How to show that the topology is compatible with the metric?

Question

This is in the contest of Toplogical-Vector-Spaces, but can be interepreted as a simply topology question.

For my matter, assume $\|\cdot\|_n$ is a countable family of seminorms, and define $$d(x,y)=\sum 2^{-n} \frac{\|x-y\|_n}{1+\|x-y\|_n}.$$

It is quite easy to see that this is a metric, and I want to show that it is compatible with the topology generated by this local-sub-base at $0$:

$$\left\{x\in X\mid\:\|x\|_i < \frac{1}{n}\right\}\text{ (for all }i,n\text{)}$$

How am I supposed to do this? By definition, I believe i'm supposed to show that they have the same open sets, but pointing out some kind of function between those doesn't seem right to me.

Thanks!

Answer 1

All you need to do is prove that the two topologies (the metric topology, and the one generated by the sub-base) are equivalent, which is to prove the following:

1. Let $U$ be open in the topology generated by the local sub-base. Then there is an open ball $B_R(y) = \{x\in X: d(x,y)<R\}$ with $B_R(y)\subset U$.
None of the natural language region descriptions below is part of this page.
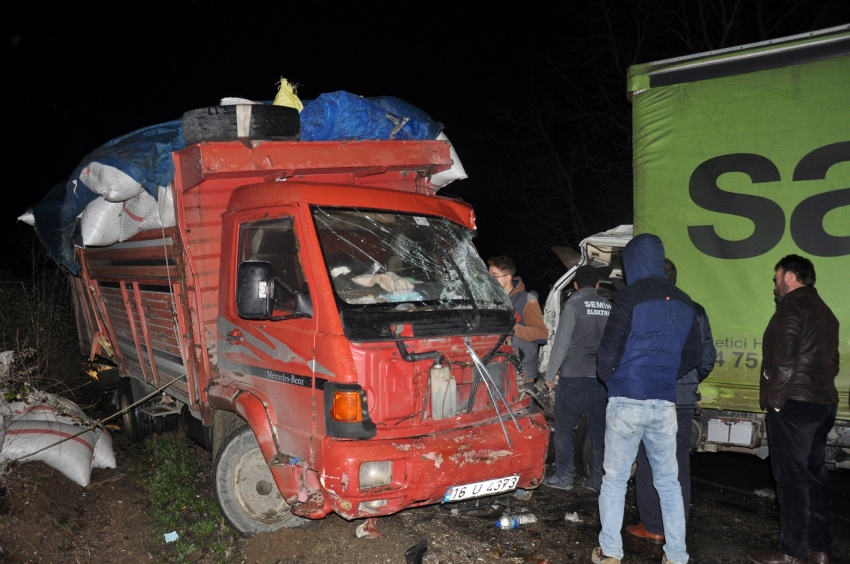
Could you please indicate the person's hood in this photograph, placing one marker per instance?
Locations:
(643, 257)
(519, 285)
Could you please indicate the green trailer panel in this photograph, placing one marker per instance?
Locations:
(741, 158)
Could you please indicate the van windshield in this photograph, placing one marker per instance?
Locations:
(404, 262)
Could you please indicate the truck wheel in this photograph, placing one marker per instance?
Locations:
(133, 423)
(219, 123)
(582, 448)
(245, 490)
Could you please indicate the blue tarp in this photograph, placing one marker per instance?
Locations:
(145, 156)
(344, 116)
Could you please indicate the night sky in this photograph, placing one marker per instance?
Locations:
(76, 77)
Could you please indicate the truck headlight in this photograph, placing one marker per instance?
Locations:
(375, 474)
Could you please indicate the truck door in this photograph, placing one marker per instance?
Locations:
(271, 357)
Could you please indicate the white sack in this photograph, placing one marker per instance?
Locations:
(101, 223)
(109, 182)
(455, 173)
(140, 212)
(42, 422)
(73, 457)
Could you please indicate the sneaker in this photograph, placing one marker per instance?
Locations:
(555, 481)
(598, 557)
(593, 483)
(639, 531)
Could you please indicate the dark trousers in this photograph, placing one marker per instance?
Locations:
(649, 506)
(573, 397)
(797, 436)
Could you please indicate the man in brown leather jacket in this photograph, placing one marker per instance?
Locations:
(799, 365)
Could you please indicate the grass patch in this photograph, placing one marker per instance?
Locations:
(178, 481)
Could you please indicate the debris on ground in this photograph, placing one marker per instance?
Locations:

2. Let $B_R(y)$ be an open ball as defined above. Show that there is an open set $U$ in the sub-base topology with $U\subset B_R(y)$.

As for how to do this:

You can do 1. on the sub-base level, i.e. let $U$ be in the sub-base. It shouldn't be all that hard to guess the appropriate $R$. 2. is the harder direction.

Remark:

This isn't a question you should think of as purely topological. The vector space structure makes things easier, namely you should be able to do everything at $0$. It's important, but not all that hard, to go through the details of translating the argument to the rest of the space.

Edit:

2. is not so hard if you know that you can convert a family of seminorms into a directed (in the notation of Reed & Simon) family of seminorms generating an equivalent topology.

Answer 2

Fix $ \epsilon > 0 $, and let $ \mathbb{B}(0;\epsilon) $ denote the open $ d $-ball of radius $ \epsilon $ whose center is $ 0 $. Choose $ x^{*} \in \mathbb{B}(0;\epsilon) $. Then $ \delta \stackrel{\text{df}}{=} d(0,x^{*}) < \epsilon $.

Next, pick $ N \in \mathbb{N} $ large enough so that $$ \sum_{n = N + 1}^{\infty} 2^{- n} < \frac{\epsilon - \delta}{2}. $$ Let $ U $ denote the following subset of $ X $ that is open with respect to the semi-norm topology: $$ \left\{ x \in X ~ \middle| ~ \forall n \in [N]: \quad \| x - x^{*} \|_{n} < \dfrac{\epsilon - \delta}{2 N} \right\}. $$ Then for all $ x \in U $, we have \begin{align} d(x,x^{*}) & = \sum_{n = 1}^{\infty} 2^{- n} \cdot \frac{\| x - x^{*} \|_{n}}{1 + \| x - x^{*} \|_{n}} \\ & = \sum_{n = 1}^{N} 2^{- n} \cdot \frac{\| x - x^{*} \|_{n}}{1 + \| x - x^{*} \|_{n}} + \sum_{n = N + 1}^{\infty} 2^{- n} \cdot \frac{\| x - x^{*} \|_{n}}{1 + \| x - x^{*} \|_{n}} \\ & < \sum_{n = 1}^{N} \| x - x^{*} \|_{n} + \sum_{n = N + 1}^{\infty} 2^{- n} \\ & < \sum_{n = 1}^{N} \frac{\epsilon - \delta}{2 N} + \frac{\epsilon - \delta}{2} \\ & = \epsilon - \delta, \end{align} which means that $$ d(0,x) \leq d(0,x^{*}) + d(x^{*},x) < \delta + (\epsilon - \delta) = \epsilon. $$ Hence, $ x^{*} \in U \subseteq \mathbb{B}(0;\epsilon) $, and it follows that $ \mathbb{B}(0;\epsilon) $ is a union of sets that are open with respect to the semi-norm topology. Therefore, $ \mathbb{B}(0;\epsilon) $ itself is open with respect to the semi-norm topology.

You can prove the converse via a similar $ \epsilon $-argument. Would you like to give it a try first?